Rouge in eval cf. in final eval, predict


I am using the HuggingFace example to train T5 for summarisation (and some other tasks too). I noticed that the Rouge score numbers for evaluation inside training are a lot lower than in evaluation and prediction scores at the end of training. The scores suddenly jump up.

To try to remove anything specific to my model or data, and to keep things simple, I tried running a very small example with the following parameterisation:

–model_name_or_path t5-small --do_train True --num_train_epochs 1.0 --max_train_samples 1000 --do_eval True --evaluation_strategy steps --eval_steps 100 --max_eval_samples 100 --do_predict True --predict_with_generate True --max_predict_samples 100 --dataset_name cnn_dailymail --dataset_config “3.0.0” --source_prefix "summarize: " --output_dir “d:/BrianS/models/sum_test” --per_device_train_batch_size=4 --per_device_eval_batch_size=4 --overwrite_output_dir --save_steps 100 --logging_strategy steps --logging_steps 50

*** At the first evaluation I get the following results: ***

{‘eval_loss’: 2.1008858680725098, ‘eval_rouge1’: 23.2084, ‘eval_rouge2’: 7.5598, ‘eval_rougeL’: 18.7416, ‘eval_rougeLsum’: 20.9243, ‘eval_gen_len’: 19.0, ‘eval_runtime’: 5.5309, ‘eval_samples_per_second’: 18.08, ‘eval_steps_per_second’: 4.52, ‘epoch’: 0.4}

*** At the second evaluation I get: ***

{‘eval_loss’: 2.093972682952881, ‘eval_rouge1’: 23.4257, ‘eval_rouge2’: 8.0721, ‘eval_rougeL’: 19.0282, ‘eval_rougeLsum’: 21.3982, ‘eval_gen_len’: 19.0, ‘eval_runtime’: 5.4218, ‘eval_samples_per_second’: 18.444, ‘eval_steps_per_second’: 4.611, ‘epoch’: 0.8}

*** But once training is complete I get for evaluation: ***

epoch = 1.0
eval_gen_len = 60.13
eval_loss = 2.0929
eval_rouge1 = 30.7996
eval_rouge2 = 11.3268
eval_rougeL = 23.027
eval_rougeLsum = 28.309
eval_runtime = 0:00:16.26
eval_samples = 100
eval_samples_per_second = 6.148
eval_steps_per_second = 1.537

*** and for prediction: ***

predict_gen_len = 60.37
predict_loss = 2.0777
predict_rouge1 = 29.7574
predict_rouge2 = 9.4481
predict_rougeL = 21.0967
predict_rougeLsum = 26.475
predict_runtime = 0:00:16.84
predict_samples = 100
predict_samples_per_second = 5.937
predict_steps_per_second = 1.484

So I noticed that _gen_len seemed very different between the two sets of results, plus the eval run at the end was taking so much longer than the evals during training.

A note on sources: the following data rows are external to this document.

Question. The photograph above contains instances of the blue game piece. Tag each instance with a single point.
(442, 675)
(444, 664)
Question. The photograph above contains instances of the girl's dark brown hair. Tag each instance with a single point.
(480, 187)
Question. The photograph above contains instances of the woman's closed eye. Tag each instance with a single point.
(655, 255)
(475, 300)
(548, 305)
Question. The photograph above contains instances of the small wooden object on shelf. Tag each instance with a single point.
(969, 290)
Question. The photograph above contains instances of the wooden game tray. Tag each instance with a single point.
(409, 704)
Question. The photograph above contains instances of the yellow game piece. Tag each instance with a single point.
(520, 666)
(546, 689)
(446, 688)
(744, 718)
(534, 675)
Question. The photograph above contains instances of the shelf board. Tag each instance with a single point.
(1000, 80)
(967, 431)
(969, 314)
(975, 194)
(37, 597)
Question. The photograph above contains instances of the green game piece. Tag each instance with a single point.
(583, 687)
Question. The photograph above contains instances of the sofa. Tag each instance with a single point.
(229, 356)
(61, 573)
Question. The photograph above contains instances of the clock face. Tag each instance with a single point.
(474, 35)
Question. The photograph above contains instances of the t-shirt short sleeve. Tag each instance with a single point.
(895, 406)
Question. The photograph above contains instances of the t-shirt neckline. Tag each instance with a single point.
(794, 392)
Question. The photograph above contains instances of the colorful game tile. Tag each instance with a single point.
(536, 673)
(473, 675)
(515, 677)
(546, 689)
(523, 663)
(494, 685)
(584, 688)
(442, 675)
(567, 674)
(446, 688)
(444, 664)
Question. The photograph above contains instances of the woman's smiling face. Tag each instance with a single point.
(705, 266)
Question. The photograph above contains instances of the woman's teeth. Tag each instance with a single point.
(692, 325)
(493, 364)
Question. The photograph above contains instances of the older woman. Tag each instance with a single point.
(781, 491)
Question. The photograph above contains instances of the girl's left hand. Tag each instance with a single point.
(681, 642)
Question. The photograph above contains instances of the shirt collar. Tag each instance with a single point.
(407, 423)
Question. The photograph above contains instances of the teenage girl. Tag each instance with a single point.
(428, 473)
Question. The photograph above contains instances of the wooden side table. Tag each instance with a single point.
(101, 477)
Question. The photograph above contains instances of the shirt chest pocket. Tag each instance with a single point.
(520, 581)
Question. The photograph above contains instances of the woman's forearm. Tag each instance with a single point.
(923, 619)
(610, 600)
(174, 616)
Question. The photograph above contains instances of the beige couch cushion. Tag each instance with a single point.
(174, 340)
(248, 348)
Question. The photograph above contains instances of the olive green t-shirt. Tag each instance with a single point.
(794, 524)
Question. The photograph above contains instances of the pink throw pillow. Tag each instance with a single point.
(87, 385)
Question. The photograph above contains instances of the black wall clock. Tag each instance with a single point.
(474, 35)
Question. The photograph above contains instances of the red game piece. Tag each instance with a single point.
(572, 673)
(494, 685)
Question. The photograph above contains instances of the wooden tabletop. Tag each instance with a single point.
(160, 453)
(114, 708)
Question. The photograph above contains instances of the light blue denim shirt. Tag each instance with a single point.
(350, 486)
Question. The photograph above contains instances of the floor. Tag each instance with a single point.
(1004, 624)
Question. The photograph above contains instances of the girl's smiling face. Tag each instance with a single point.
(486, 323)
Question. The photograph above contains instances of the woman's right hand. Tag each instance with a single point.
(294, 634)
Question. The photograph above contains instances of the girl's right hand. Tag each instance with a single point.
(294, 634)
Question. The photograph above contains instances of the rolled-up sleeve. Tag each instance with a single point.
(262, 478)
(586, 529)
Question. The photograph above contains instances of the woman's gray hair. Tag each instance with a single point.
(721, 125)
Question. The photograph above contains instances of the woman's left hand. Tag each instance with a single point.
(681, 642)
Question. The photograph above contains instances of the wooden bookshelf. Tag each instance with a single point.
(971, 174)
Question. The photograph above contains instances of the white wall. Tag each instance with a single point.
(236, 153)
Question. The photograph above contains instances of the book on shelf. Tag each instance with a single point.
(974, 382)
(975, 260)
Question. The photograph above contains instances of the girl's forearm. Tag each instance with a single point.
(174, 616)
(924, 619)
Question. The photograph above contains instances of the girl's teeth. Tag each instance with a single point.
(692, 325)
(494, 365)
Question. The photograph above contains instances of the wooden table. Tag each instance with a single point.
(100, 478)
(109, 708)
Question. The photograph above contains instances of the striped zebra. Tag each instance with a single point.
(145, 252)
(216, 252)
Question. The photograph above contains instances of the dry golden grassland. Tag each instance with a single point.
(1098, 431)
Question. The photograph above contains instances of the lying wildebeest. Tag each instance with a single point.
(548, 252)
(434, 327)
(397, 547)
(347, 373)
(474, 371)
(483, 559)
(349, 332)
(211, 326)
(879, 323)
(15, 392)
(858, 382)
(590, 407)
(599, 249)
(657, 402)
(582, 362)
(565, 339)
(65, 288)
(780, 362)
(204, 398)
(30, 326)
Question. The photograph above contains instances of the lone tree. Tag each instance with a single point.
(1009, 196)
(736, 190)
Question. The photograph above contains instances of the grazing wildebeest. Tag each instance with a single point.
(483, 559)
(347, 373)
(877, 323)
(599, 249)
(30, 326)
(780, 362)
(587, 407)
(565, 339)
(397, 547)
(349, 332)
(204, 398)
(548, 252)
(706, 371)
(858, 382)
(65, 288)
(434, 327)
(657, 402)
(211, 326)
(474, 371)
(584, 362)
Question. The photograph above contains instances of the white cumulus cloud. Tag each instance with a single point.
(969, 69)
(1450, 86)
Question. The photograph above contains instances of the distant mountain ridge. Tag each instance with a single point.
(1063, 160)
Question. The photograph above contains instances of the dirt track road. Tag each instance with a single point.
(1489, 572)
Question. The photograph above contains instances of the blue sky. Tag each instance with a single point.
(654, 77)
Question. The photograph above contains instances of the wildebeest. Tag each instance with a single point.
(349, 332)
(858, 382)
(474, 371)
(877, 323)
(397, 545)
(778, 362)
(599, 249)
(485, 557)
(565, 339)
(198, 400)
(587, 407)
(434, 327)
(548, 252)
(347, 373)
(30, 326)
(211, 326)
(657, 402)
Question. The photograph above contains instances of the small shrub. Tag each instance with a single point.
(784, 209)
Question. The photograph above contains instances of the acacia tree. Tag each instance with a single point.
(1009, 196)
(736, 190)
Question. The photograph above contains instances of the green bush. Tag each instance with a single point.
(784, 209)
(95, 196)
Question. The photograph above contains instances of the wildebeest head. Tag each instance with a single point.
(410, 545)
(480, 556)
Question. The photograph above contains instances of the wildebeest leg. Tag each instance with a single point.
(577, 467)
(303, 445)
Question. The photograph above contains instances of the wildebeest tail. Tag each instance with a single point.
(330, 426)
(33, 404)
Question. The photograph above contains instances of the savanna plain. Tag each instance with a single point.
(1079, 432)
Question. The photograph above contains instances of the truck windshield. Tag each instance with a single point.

So I debugged inside the compute_metrics function for the 3 evaluation runs (the two inside training, the one after training) and found:

*** The target summarisation for the first sample is: ***

‘Accident happens in Santa Ynez, California, near where Crosby lives. The jogger suffered multiple fractures; his injuries are not believed to be life-threatening.’

*** prediction for first eval (0.4 epoch as above) ***

‘David Crosby hit a jogger with his car in Santa Ynez,’

*** prediction for second eval (0.8 epoch as above) ***

‘David Crosby was driving at approximately 50 mph when he struck the jogger’

*** prediction for eval after training completed ***

‘David Crosby hit a jogger with his car in Santa Ynez, California. The jogger suffered multiple fractures and was airlifted to a hospital. Crosby is known for weaving multilayered harmonies over sweet melodies.’

So given the lengh of the prediction in the evaluation after trianing, it is of similar length to the target and it is perhaps unsurprising the scores are better. It looks like the output generated is being kept small to keep compute resources down for fast eval during training, then openned up to the full summarization at the end? Have I missed a parameter that controls this behaviour, so that you could force full generation for eval during training, not just at the end? Be good to understand this, at the moment the Rouge scores I have go up like a hockey stick at the end.